Na moje oko jedyny podejrzany w tym zestawie to Local Tuya, ale może po prostu masz błędy w konfiguracji HA (lub jakieś zaszłości w YAMLu po starych integracjach które są obecnie tylko w GUI).
Pozostaje sprawdzać logi i eliminować znalezione w nich błędy.

Local Tuya mam chyba dopiero może od 2 miesięcy a o ile dobrze pamiętam to problemy z pamięcią wcześniej też byly .

Jest podejrzana nie oznacza, że jest winowajcą, niestety z fusów nie wywróżę czemu masz problemy, ale najwyraźniej dotyczą one konfiguracji samego HA.
Nie jest to jednak właściwe miejsce na dalszą dyskusję o problemach z twoją instalacją, bo nie są w żaden sposób powiązane instalacją generic i rozmydlamy temat tego wątku.

Witam .

Panowie wykonałem wszystko zgodnie z metoda 1 na laptopie Asus K53SV i7 . Za żadne skarby nie idzie wystartować bootloadera … czy jest jakaś szansa czy na tym sprzęcie to juz pozamiatane ??

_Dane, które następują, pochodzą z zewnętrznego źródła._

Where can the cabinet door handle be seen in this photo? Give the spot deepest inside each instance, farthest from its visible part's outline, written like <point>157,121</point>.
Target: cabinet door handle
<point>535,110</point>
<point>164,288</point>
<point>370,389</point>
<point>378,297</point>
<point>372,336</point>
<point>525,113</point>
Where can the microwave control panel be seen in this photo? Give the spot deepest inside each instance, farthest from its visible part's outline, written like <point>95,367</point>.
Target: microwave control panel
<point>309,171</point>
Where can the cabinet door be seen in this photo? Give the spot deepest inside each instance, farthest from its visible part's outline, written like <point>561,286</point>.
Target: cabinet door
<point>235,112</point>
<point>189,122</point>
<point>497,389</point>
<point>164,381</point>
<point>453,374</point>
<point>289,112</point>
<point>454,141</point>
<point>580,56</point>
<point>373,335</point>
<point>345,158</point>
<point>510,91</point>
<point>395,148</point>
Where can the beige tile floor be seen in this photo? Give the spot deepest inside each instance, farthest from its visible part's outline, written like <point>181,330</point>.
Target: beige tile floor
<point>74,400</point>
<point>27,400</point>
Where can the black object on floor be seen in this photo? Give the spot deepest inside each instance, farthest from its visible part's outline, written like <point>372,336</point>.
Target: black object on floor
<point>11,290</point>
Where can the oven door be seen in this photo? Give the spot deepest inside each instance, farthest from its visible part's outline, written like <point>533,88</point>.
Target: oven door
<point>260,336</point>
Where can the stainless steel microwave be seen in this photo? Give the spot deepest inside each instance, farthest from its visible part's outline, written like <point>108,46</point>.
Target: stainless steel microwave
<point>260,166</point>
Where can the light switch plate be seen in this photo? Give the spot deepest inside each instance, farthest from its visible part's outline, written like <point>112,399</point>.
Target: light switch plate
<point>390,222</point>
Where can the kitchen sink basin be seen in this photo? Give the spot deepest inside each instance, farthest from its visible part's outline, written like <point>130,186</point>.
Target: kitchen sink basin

Czuję w kościach, że brak UEFI, ale przekop BIOS, a jesli nic nie wymyślisz to The rEFInd Boot Manager

Tak wyglada BIOS
A to co Mi podesłałeś to jak się z tym obejść ?




Wyłącz fancystart - może będziesz wiedział co się dzieje podczas bootowania, bo jak sądzę teraz obrazek zasłania to co istotne (zrób fotę jak dasz radę)
BIOS wygląda na zabytkowy - nawet ucina nazwę dysku, można poeksperymentować z innymi nośnikami (w tym z fabrycznym hdd).
Jesli jesteś w Wrocławia to chętnie zobaczę sprzęt osobiście.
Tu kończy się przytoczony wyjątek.